And perhaps that is part of the point. Alameddine says he wrote the book “to allow myself to go through the grief and the mourning that I did not allow myself then.” It is an attempt to grapple with things long buried, not with the experiences of today. Whereas Koolaids used a non-linear structure to convey the chaos and horror of life in wartime, Angel’s non-linearity feels more like the fog of PTSD, always slipping into yesterday, unable to completely engage with what is current, what is present, what is real. Jacob is utterly passive, and his eventual triumph comes in the form of defeat.
The phrase “angel of history,” is taken from an essay by early 20th century German philosopher Walter Benjamin, describing a painting by Paul Klee in which an angel looks fixedly back at something while flying ever forward. “Where we see the appearance of a chain of events,” Benjamin wrote, “he sees one single catastrophe, which unceasingly piles rubble on top of rubble and hurls it before his feet.” Causality is broken, chaos reigns, and every subsequent action is simply absorbed into the giant shitpile that the angel can’t turn away from. In this case, the metaphor could apply equally to Jacob and Alameddine himself.

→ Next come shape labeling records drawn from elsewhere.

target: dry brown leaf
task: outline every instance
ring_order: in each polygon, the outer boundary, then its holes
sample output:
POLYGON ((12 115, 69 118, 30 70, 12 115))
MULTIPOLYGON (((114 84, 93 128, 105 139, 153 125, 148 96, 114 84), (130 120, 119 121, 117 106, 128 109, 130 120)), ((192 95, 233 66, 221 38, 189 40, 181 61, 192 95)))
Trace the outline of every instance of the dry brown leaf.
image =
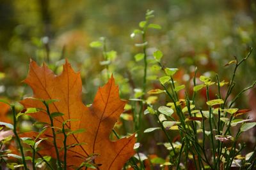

Thankfully, there are things that still give Alameddine life. In particular, he tells me, it is the current generation of queer poets of color – Saeed Jones, Ocean Vuong, Derrick Austin, and Jamaal May, among others – and the political ferocity of the transgender community that remind him that the present still has things to recommend it. Indeed, although he won’t say much about it, his next book will be about a transgender woman “trying to remember.”
The Angel of History will not suit all readers, but for those – like Alameddine – trying to grapple with what cannot (and should not) be forgotten, it will surely hit home.